Most Threedonians, being well-edumacated and informed as you all are, have known for while that the African country of Mali has been dealing with (read “losing”) and Islamist insurgency (read “take over with future radical oppression in the offing) for awhile now. We’ve talked about it before here and here. Well the French have conducted air raids in the area and have been stepping up their military involvement. As Walter Russell Mead writes at his American Interest blog Via Meadia… Dien Bien Phu? (Gesundheit!)
On Monday, French Foreign Minister Laurent Fabius had his own “mission accomplished” moment, announcing that French forces had halted the Islamist advance through Mali just hours before extremist forces captured Diabaly, an important Mali military post. The Islamists are now closer to the country’s capital than ever, and France is more than tripling its forces in response. Mali’s Islamists feel confident that France is getting sucked into a conflict that will be much harder than it ever imagined, against an enemy that can play the long game:
France “has fallen into a trap which is much more dangerous than Iraq, Afghanistan or Somalia,” Oumar Ould Hamaha, an insurgent leader, told Europe 1 radio. Stirring longstanding fears that the far-flung military operation in Mali could inspire vengeance as far away as Europe, he warned that the intervention had “opened the gates of hell for all the French.”
It’s too early to tell whether Mali will really become a quagmire; insurgents always make grand claims about their power, but only some are able to make good on it. Even so, France clearly underestimated the initial jihadist military strength in Mali, and the country is already turning to the US for logistical support.
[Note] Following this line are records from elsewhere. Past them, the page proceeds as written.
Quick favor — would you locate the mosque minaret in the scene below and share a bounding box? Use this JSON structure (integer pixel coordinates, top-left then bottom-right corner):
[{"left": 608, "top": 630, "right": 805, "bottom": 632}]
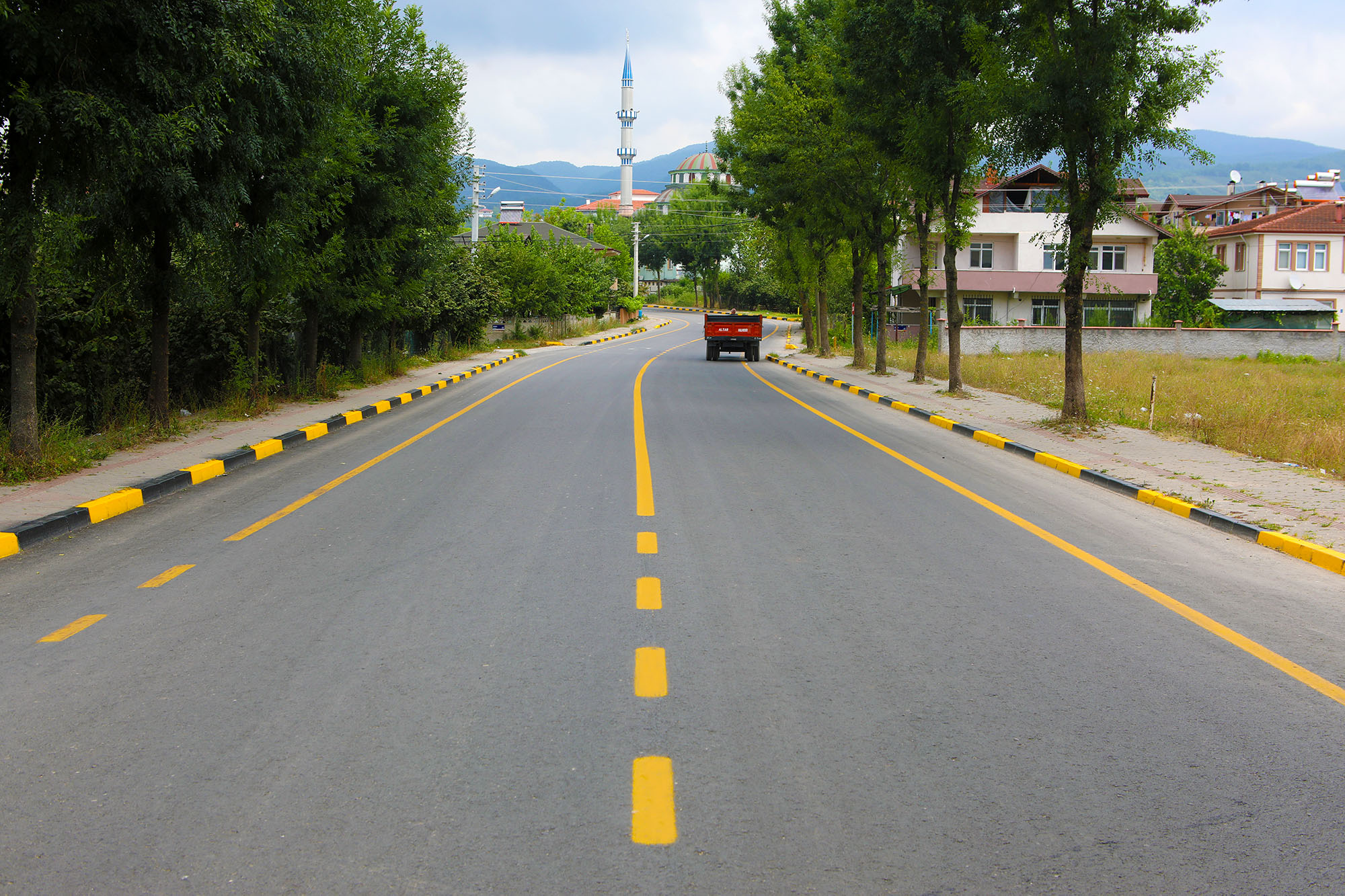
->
[{"left": 616, "top": 32, "right": 639, "bottom": 218}]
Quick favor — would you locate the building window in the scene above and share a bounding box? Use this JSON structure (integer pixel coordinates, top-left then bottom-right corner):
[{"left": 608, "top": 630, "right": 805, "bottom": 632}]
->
[
  {"left": 1032, "top": 298, "right": 1060, "bottom": 327},
  {"left": 1084, "top": 298, "right": 1135, "bottom": 327},
  {"left": 1095, "top": 246, "right": 1126, "bottom": 270},
  {"left": 962, "top": 296, "right": 995, "bottom": 324}
]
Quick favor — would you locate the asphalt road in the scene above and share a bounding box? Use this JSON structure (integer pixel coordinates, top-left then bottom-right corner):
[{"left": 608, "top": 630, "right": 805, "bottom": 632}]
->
[{"left": 0, "top": 315, "right": 1345, "bottom": 893}]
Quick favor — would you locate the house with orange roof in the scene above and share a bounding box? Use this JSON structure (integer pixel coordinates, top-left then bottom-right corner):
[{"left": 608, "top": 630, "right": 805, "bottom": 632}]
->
[
  {"left": 1205, "top": 198, "right": 1345, "bottom": 329},
  {"left": 893, "top": 164, "right": 1169, "bottom": 327},
  {"left": 574, "top": 190, "right": 659, "bottom": 215}
]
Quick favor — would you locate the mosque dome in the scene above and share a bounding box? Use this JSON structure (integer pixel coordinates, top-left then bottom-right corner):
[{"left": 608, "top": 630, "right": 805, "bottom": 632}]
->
[
  {"left": 667, "top": 152, "right": 733, "bottom": 188},
  {"left": 674, "top": 152, "right": 722, "bottom": 171}
]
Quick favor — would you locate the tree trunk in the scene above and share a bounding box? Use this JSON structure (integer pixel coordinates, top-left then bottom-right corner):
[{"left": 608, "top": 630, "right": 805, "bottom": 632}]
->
[
  {"left": 818, "top": 250, "right": 831, "bottom": 358},
  {"left": 346, "top": 317, "right": 364, "bottom": 372},
  {"left": 943, "top": 171, "right": 962, "bottom": 393},
  {"left": 304, "top": 305, "right": 317, "bottom": 382},
  {"left": 1060, "top": 207, "right": 1093, "bottom": 422},
  {"left": 247, "top": 301, "right": 262, "bottom": 386},
  {"left": 0, "top": 152, "right": 40, "bottom": 460},
  {"left": 911, "top": 211, "right": 929, "bottom": 382},
  {"left": 873, "top": 230, "right": 892, "bottom": 376},
  {"left": 149, "top": 225, "right": 174, "bottom": 427},
  {"left": 850, "top": 239, "right": 868, "bottom": 367},
  {"left": 943, "top": 241, "right": 962, "bottom": 391},
  {"left": 799, "top": 284, "right": 814, "bottom": 351}
]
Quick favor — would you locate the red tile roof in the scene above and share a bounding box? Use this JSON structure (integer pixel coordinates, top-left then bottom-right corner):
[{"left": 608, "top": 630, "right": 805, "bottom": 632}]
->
[{"left": 1205, "top": 202, "right": 1345, "bottom": 238}]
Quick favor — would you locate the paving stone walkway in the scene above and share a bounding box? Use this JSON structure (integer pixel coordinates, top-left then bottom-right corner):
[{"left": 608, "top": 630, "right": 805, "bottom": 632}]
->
[{"left": 780, "top": 351, "right": 1345, "bottom": 549}]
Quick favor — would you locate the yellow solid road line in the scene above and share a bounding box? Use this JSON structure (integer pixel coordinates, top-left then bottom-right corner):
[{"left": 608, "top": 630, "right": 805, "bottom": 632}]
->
[
  {"left": 635, "top": 647, "right": 668, "bottom": 697},
  {"left": 742, "top": 363, "right": 1345, "bottom": 706},
  {"left": 631, "top": 756, "right": 677, "bottom": 844},
  {"left": 38, "top": 614, "right": 108, "bottom": 645},
  {"left": 140, "top": 564, "right": 196, "bottom": 588},
  {"left": 635, "top": 576, "right": 663, "bottom": 610},
  {"left": 633, "top": 335, "right": 698, "bottom": 517},
  {"left": 225, "top": 355, "right": 582, "bottom": 541}
]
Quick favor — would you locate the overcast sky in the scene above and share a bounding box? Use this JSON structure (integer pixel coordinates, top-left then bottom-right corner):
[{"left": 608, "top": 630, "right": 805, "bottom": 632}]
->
[{"left": 421, "top": 0, "right": 1345, "bottom": 165}]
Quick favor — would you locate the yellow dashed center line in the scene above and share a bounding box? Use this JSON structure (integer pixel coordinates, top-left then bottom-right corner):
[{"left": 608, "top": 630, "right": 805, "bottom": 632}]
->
[
  {"left": 631, "top": 756, "right": 677, "bottom": 844},
  {"left": 635, "top": 576, "right": 663, "bottom": 610},
  {"left": 140, "top": 564, "right": 196, "bottom": 588},
  {"left": 635, "top": 647, "right": 668, "bottom": 697},
  {"left": 38, "top": 614, "right": 108, "bottom": 645}
]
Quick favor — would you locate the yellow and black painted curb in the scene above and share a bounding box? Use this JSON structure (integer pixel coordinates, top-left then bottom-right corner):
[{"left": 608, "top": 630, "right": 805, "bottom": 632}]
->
[
  {"left": 0, "top": 352, "right": 523, "bottom": 557},
  {"left": 767, "top": 355, "right": 1345, "bottom": 575},
  {"left": 580, "top": 320, "right": 672, "bottom": 345}
]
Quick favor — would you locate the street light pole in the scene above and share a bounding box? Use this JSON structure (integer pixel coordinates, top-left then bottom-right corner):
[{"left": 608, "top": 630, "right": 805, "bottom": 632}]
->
[
  {"left": 631, "top": 220, "right": 640, "bottom": 301},
  {"left": 472, "top": 165, "right": 486, "bottom": 251}
]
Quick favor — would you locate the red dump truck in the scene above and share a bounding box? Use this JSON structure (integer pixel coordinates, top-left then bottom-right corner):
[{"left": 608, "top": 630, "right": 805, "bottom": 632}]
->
[{"left": 705, "top": 315, "right": 761, "bottom": 360}]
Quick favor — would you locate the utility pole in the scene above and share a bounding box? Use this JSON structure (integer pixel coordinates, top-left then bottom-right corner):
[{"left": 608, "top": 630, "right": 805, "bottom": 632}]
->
[
  {"left": 632, "top": 220, "right": 640, "bottom": 301},
  {"left": 472, "top": 165, "right": 486, "bottom": 251}
]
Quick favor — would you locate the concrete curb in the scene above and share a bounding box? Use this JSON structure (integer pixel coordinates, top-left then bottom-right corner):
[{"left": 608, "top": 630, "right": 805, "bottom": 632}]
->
[
  {"left": 580, "top": 320, "right": 672, "bottom": 345},
  {"left": 0, "top": 352, "right": 523, "bottom": 557},
  {"left": 767, "top": 355, "right": 1345, "bottom": 576}
]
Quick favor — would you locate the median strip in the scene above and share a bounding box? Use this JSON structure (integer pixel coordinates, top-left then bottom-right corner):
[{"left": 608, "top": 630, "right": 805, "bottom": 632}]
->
[
  {"left": 767, "top": 355, "right": 1345, "bottom": 575},
  {"left": 0, "top": 352, "right": 523, "bottom": 557}
]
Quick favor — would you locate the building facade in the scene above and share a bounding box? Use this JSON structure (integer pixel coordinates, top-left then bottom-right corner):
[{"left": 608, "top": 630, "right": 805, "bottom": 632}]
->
[
  {"left": 893, "top": 165, "right": 1167, "bottom": 327},
  {"left": 1205, "top": 198, "right": 1345, "bottom": 329}
]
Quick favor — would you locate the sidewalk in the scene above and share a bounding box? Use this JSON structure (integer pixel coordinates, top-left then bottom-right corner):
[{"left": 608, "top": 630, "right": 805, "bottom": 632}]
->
[
  {"left": 0, "top": 319, "right": 652, "bottom": 532},
  {"left": 780, "top": 351, "right": 1345, "bottom": 549}
]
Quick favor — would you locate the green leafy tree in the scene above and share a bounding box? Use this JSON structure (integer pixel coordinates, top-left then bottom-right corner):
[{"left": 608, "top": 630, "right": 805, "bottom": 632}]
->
[
  {"left": 1154, "top": 226, "right": 1228, "bottom": 327},
  {"left": 1001, "top": 0, "right": 1216, "bottom": 421},
  {"left": 845, "top": 0, "right": 1007, "bottom": 391}
]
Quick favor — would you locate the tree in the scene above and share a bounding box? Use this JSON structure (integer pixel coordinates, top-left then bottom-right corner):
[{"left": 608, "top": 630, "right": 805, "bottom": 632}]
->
[
  {"left": 226, "top": 0, "right": 370, "bottom": 384},
  {"left": 845, "top": 0, "right": 1007, "bottom": 391},
  {"left": 79, "top": 0, "right": 276, "bottom": 426},
  {"left": 1001, "top": 0, "right": 1216, "bottom": 421},
  {"left": 0, "top": 0, "right": 121, "bottom": 458},
  {"left": 1154, "top": 226, "right": 1228, "bottom": 327}
]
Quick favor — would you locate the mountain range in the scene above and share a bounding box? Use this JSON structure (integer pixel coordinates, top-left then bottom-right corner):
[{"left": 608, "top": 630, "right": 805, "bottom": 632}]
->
[{"left": 476, "top": 130, "right": 1345, "bottom": 210}]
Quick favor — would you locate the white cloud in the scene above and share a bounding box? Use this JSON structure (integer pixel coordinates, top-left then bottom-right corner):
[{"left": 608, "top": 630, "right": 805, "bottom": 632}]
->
[
  {"left": 436, "top": 0, "right": 1345, "bottom": 164},
  {"left": 1177, "top": 0, "right": 1345, "bottom": 147},
  {"left": 426, "top": 0, "right": 767, "bottom": 165}
]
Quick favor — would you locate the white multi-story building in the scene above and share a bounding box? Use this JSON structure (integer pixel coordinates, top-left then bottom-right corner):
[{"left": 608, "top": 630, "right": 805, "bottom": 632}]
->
[
  {"left": 893, "top": 165, "right": 1167, "bottom": 327},
  {"left": 1205, "top": 199, "right": 1345, "bottom": 329}
]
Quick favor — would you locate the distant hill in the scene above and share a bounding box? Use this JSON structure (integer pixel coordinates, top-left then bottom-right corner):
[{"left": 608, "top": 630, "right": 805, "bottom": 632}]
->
[
  {"left": 1108, "top": 130, "right": 1345, "bottom": 202},
  {"left": 477, "top": 130, "right": 1345, "bottom": 210},
  {"left": 476, "top": 142, "right": 713, "bottom": 211}
]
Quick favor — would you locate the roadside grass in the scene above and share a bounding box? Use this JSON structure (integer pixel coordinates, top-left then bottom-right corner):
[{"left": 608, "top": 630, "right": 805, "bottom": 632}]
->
[
  {"left": 0, "top": 343, "right": 495, "bottom": 486},
  {"left": 870, "top": 343, "right": 1345, "bottom": 478}
]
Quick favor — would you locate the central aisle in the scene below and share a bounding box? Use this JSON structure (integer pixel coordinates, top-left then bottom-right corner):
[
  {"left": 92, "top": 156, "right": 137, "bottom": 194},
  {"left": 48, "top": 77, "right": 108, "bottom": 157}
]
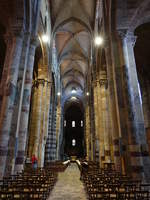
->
[{"left": 48, "top": 163, "right": 87, "bottom": 200}]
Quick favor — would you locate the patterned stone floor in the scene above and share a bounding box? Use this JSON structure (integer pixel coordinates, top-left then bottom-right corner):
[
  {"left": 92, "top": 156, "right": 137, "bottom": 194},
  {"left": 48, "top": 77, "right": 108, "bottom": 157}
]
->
[{"left": 48, "top": 163, "right": 87, "bottom": 200}]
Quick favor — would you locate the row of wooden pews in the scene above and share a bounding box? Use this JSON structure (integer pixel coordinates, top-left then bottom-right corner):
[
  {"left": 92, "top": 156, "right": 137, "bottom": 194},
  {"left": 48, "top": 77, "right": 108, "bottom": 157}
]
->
[
  {"left": 0, "top": 162, "right": 67, "bottom": 200},
  {"left": 82, "top": 162, "right": 150, "bottom": 200}
]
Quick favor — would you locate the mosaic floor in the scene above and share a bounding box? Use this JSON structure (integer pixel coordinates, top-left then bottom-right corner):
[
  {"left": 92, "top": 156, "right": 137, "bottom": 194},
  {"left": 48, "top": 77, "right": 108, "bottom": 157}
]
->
[{"left": 48, "top": 163, "right": 87, "bottom": 200}]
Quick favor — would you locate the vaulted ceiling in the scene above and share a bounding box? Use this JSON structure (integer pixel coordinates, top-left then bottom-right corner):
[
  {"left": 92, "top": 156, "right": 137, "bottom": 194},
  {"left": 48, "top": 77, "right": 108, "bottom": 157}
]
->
[{"left": 50, "top": 0, "right": 95, "bottom": 102}]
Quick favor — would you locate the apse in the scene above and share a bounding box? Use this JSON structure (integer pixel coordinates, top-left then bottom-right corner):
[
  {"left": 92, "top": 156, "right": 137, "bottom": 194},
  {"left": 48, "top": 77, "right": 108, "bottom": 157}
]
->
[{"left": 64, "top": 104, "right": 85, "bottom": 158}]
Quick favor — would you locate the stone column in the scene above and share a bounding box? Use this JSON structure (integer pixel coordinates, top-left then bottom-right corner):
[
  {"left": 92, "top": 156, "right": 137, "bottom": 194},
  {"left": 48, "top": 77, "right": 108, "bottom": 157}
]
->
[
  {"left": 56, "top": 98, "right": 61, "bottom": 160},
  {"left": 105, "top": 44, "right": 122, "bottom": 171},
  {"left": 120, "top": 32, "right": 150, "bottom": 180},
  {"left": 100, "top": 75, "right": 110, "bottom": 162},
  {"left": 45, "top": 94, "right": 52, "bottom": 163},
  {"left": 97, "top": 77, "right": 105, "bottom": 167},
  {"left": 85, "top": 104, "right": 90, "bottom": 160},
  {"left": 29, "top": 79, "right": 45, "bottom": 164},
  {"left": 90, "top": 88, "right": 96, "bottom": 161},
  {"left": 45, "top": 94, "right": 56, "bottom": 163},
  {"left": 38, "top": 81, "right": 50, "bottom": 167},
  {"left": 14, "top": 40, "right": 36, "bottom": 173},
  {"left": 0, "top": 31, "right": 23, "bottom": 179},
  {"left": 93, "top": 80, "right": 101, "bottom": 161}
]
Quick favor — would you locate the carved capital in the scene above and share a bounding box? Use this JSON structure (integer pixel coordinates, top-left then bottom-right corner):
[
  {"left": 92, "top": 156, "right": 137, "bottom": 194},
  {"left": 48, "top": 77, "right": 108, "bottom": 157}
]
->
[
  {"left": 99, "top": 78, "right": 108, "bottom": 88},
  {"left": 117, "top": 29, "right": 137, "bottom": 46}
]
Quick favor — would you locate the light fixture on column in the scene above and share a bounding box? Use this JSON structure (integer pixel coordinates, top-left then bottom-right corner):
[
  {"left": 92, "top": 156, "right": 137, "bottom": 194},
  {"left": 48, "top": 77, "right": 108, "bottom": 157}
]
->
[
  {"left": 71, "top": 88, "right": 77, "bottom": 94},
  {"left": 94, "top": 36, "right": 104, "bottom": 46},
  {"left": 42, "top": 34, "right": 49, "bottom": 43},
  {"left": 71, "top": 97, "right": 77, "bottom": 100}
]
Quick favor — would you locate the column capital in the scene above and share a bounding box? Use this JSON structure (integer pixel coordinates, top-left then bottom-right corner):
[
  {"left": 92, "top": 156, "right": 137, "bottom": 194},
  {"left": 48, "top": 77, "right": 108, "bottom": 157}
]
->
[
  {"left": 117, "top": 29, "right": 137, "bottom": 47},
  {"left": 99, "top": 78, "right": 108, "bottom": 88}
]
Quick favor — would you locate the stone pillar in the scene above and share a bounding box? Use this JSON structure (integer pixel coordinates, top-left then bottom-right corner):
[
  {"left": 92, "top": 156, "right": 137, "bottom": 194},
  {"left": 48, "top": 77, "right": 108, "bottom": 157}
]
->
[
  {"left": 29, "top": 79, "right": 45, "bottom": 164},
  {"left": 93, "top": 80, "right": 101, "bottom": 161},
  {"left": 85, "top": 105, "right": 90, "bottom": 160},
  {"left": 0, "top": 34, "right": 23, "bottom": 179},
  {"left": 120, "top": 32, "right": 150, "bottom": 180},
  {"left": 100, "top": 72, "right": 110, "bottom": 162},
  {"left": 14, "top": 41, "right": 36, "bottom": 173},
  {"left": 97, "top": 78, "right": 105, "bottom": 167},
  {"left": 56, "top": 98, "right": 61, "bottom": 160},
  {"left": 90, "top": 88, "right": 96, "bottom": 161},
  {"left": 38, "top": 81, "right": 50, "bottom": 167},
  {"left": 105, "top": 44, "right": 122, "bottom": 171}
]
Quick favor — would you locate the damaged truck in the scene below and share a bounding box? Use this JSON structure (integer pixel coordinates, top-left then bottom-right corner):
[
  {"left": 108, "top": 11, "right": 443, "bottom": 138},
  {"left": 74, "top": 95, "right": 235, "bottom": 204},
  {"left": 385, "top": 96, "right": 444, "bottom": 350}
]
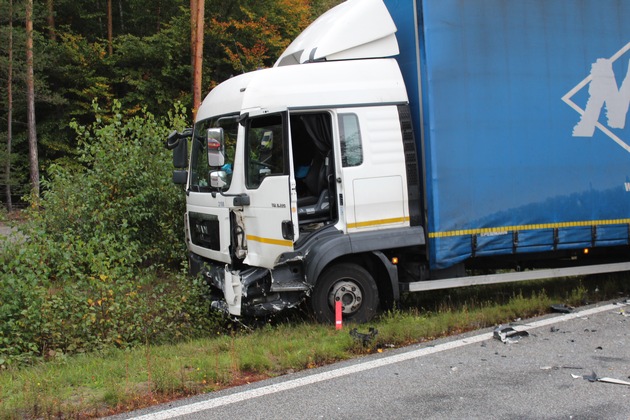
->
[{"left": 167, "top": 0, "right": 630, "bottom": 322}]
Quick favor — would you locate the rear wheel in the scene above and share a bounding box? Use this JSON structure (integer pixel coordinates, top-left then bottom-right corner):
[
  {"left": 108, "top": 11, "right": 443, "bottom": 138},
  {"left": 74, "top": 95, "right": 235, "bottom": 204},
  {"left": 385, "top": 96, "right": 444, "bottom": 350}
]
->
[{"left": 310, "top": 263, "right": 379, "bottom": 323}]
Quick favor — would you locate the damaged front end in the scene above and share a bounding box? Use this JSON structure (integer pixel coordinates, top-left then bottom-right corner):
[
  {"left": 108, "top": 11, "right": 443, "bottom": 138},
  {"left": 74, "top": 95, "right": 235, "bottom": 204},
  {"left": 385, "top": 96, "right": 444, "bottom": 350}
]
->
[{"left": 191, "top": 251, "right": 311, "bottom": 317}]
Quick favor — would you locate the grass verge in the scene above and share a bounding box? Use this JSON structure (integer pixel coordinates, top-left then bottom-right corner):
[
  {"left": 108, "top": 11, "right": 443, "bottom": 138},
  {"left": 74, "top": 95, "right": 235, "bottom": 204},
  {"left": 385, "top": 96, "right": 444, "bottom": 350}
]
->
[{"left": 0, "top": 273, "right": 630, "bottom": 418}]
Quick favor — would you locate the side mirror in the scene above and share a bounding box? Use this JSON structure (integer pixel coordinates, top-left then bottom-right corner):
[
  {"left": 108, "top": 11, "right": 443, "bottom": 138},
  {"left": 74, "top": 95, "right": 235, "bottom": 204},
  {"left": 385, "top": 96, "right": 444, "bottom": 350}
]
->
[
  {"left": 207, "top": 127, "right": 225, "bottom": 167},
  {"left": 166, "top": 128, "right": 192, "bottom": 168},
  {"left": 173, "top": 169, "right": 188, "bottom": 185},
  {"left": 210, "top": 171, "right": 227, "bottom": 191}
]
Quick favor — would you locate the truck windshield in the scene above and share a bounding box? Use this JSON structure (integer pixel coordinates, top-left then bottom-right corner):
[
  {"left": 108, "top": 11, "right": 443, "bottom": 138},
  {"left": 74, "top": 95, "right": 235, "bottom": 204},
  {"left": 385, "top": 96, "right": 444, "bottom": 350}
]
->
[{"left": 190, "top": 115, "right": 238, "bottom": 192}]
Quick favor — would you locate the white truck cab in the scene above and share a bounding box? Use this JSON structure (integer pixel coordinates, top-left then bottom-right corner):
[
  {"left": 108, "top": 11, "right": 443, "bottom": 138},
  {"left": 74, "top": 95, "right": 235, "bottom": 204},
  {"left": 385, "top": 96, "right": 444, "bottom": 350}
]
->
[{"left": 169, "top": 0, "right": 424, "bottom": 321}]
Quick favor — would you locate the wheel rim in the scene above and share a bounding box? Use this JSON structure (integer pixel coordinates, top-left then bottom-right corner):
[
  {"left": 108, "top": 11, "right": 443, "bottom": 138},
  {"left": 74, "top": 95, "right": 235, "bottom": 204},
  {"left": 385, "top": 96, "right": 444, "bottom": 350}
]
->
[{"left": 328, "top": 280, "right": 363, "bottom": 314}]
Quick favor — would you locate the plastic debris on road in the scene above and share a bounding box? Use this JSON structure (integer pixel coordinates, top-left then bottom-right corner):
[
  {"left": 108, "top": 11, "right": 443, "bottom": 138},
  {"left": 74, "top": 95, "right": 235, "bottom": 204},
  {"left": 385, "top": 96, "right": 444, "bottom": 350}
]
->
[
  {"left": 571, "top": 372, "right": 630, "bottom": 386},
  {"left": 493, "top": 325, "right": 529, "bottom": 344}
]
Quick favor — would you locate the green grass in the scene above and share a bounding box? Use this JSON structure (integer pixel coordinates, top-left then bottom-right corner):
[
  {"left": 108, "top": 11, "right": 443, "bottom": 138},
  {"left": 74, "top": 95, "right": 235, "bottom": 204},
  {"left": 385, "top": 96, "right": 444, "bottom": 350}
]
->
[{"left": 0, "top": 274, "right": 630, "bottom": 418}]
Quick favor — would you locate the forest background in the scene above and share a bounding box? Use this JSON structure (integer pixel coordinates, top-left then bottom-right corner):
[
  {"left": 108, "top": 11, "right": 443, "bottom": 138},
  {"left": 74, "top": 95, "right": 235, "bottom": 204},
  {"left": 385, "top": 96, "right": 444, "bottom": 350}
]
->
[
  {"left": 0, "top": 0, "right": 338, "bottom": 373},
  {"left": 0, "top": 0, "right": 340, "bottom": 207}
]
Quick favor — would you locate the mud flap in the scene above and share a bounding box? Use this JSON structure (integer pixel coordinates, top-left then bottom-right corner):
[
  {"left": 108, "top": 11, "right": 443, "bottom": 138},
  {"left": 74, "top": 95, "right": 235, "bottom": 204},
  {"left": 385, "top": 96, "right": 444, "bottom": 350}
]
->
[{"left": 223, "top": 267, "right": 243, "bottom": 316}]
France needs US help, and the US should give it. Just as France’s Libyan intervention failed because the country ran out of military supplies, France’s Malian adventure could collapse without our support. But the situation nevertheless raises alarms. The last time the US supported a major French military operation was the infamous Battle of Dien Bien Phu in Vietnam during the First Indochina War. The French were completely routed, and the US launched the Vietnam War soon after. We hope Mali doesn’t turn into another Dien Bien Phu.
I’m not sure we need to help the French out necessarily but whatever side of that debate you fall… I do not trust current leadership to carry it out (French or American). If it wouldn’t involve our own blood and treasure I might glean some schadenfreude from watching the SCOAMF stumble his way through this looming debacle. But alas… the situation is and will be too tragic to garner any thing other than anger and sadness most likely.
In a long history of phenomenal post titles, Floyd, I’m putting this one in your Top 5.
To the Mali support, President Obama fancies himself part-JFK (when he’s not invoking Lincoln, FDR and/or Reagan), might as well have his Vietnam moment along with it. Let’s just hope we win all these land-battles, too.
“Mali’s Islamists feel confident that France is getting sucked into a conflict that will be much harder than it ever imagined, against an enemy that can play the long game.” The Islamists said the same thing about the U.S. in Iraq and Afghanistan; most of them are long dead.
The French aren’t the US, and, sadly, the US now isn’t the same as the US you reference. Well, I suppose besides those Oval Office-order drone-bombings.
History isn’t just one damned thing after another. It’s one damned thing, over and over and over again.
Word!
Dance a Mali ballet in a Timbuc tu-tu…
Well, at least the desert camo will still be needed. No jungle fatigues or boots needed. Fire up the Creedence Clearwater Revival music!
Bridget Bardot was right. Time to pay up now.
I’m curious to see how this will go down in France given the huge number of Muslims living there now. Not to mention the many Muslims in the French army.